Sovereignty in 1945 had bad press, that was one of the reasons why the League of Nations had sunk, for aggressive powers had emanated the world from a long and hard war, a tendency to do whatever one wants; one wanted to infer this sovereignty in the reminder of equality, forcing one to take into account the other, because sovereignty is not a prerogative that one has alone.

On "sovereign equality", it seems important to understand what it says and does not say, on the principle of equality, what equality says is legal equality in the first place, i. e. the fact that no State can be considered as being diminished, there is no second category State but the first category on an equal footing.

It does not seem like much to us, but in 1945 it was not, we were emerging from the era of mandates, protectorates and colonies that continued to exist.

In other words, what Article 2 §1 seeks to achieve beyond the equal dignity of States is also the right recognized by international law for each State to have rights and obligations and to be subject to the same rights and obligations of general international law, each State has the same right to have rights and obligations and is subject to the same law and obligations of general international law.

There is also the part of what equality does not mean, first of all it would be wrong to say that each State has the same rights and obligations under international law; this is completely wrong.

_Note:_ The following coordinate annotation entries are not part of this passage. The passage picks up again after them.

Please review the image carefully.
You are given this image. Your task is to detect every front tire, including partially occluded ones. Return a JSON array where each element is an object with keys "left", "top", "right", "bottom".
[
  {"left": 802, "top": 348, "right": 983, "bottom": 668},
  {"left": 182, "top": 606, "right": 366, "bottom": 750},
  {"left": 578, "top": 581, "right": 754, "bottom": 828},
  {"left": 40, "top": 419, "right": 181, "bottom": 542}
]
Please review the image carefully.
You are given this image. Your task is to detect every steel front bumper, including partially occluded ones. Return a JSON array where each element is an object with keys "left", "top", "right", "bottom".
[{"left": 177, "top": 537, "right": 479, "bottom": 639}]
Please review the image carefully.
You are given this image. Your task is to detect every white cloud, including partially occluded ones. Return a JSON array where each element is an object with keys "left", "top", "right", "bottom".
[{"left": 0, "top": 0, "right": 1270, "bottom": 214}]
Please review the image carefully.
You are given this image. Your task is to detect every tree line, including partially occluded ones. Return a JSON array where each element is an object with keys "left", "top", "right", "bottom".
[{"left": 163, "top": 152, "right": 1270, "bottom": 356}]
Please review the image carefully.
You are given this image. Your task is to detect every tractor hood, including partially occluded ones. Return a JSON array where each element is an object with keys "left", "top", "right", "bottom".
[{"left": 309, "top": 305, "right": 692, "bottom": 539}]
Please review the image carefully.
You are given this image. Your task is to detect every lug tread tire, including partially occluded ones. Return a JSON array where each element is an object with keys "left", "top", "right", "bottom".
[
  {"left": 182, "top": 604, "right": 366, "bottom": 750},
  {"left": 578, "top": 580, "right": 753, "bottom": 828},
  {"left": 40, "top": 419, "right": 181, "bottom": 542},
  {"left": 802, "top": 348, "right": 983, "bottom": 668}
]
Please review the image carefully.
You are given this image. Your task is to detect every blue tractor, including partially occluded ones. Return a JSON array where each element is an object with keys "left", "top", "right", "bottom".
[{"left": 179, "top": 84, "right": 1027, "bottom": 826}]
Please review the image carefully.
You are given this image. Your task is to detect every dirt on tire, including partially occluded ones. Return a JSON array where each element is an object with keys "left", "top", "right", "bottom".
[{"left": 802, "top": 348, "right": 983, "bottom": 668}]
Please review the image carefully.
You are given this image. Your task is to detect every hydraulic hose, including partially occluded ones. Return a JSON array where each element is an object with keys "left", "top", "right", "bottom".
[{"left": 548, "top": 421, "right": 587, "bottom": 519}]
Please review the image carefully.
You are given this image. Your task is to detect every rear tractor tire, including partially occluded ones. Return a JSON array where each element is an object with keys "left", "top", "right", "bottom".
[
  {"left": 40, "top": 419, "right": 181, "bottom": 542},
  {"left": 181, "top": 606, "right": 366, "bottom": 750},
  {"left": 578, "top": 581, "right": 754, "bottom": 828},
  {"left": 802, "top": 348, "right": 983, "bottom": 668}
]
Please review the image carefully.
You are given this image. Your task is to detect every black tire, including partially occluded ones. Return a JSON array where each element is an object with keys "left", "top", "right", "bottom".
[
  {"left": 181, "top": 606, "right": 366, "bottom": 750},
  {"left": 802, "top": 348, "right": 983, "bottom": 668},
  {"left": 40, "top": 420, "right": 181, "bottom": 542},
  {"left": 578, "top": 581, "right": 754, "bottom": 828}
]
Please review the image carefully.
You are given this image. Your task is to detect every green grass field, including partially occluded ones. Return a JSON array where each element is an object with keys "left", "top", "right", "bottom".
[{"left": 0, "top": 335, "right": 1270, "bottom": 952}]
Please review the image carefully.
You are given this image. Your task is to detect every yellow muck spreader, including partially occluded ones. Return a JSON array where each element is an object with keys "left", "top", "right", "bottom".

There is only the same capacity to have rights and obligations and the same capacity of general international law that does not apply to the particular law.

The State that has contracted will have more rights and obligations imposed on it under the treaty, the State that does not have a contract will not have these rights and obligations under the treaty. If we take the particular law all States differ, the more we are involved in particular legal situations the more rights and obligations we will have.

Secondly, equality also does not mean that States are de facto equal, States are de jure equal to a certain extent for general law, they are not de facto equal.

The large and powerful state is not de facto equal to the small and weak state, which does not prevent us from fighting for more equality between states.

Thereafter, the principle of equality is not a norm of ius cogens, it can be waived, as it is the case in all weighted voting systems or some States admit that they will not have the same weight in the vote. This status of inequality must be accepted by particular law which will prevail over the general rule of equality by virtue of the lex specials rule which prevails over the general rule from which the treaty derogates.

Finally, in resolution 25-26, States must be treated despite their differences, so there is no discrimination between States according to their political systems or otherwise legal equality cannot be modulated according to a State's political, economic and social orientations.

Paragraph 2[edit | edit source]

« Les Membres de l'Organisation, afin d'assurer à tous la jouissance des droits et avantages résultant de leur qualité de Membre, doivent remplir de bonne foi les obligations qu'ils ont assumées aux termes de la présente Charte. »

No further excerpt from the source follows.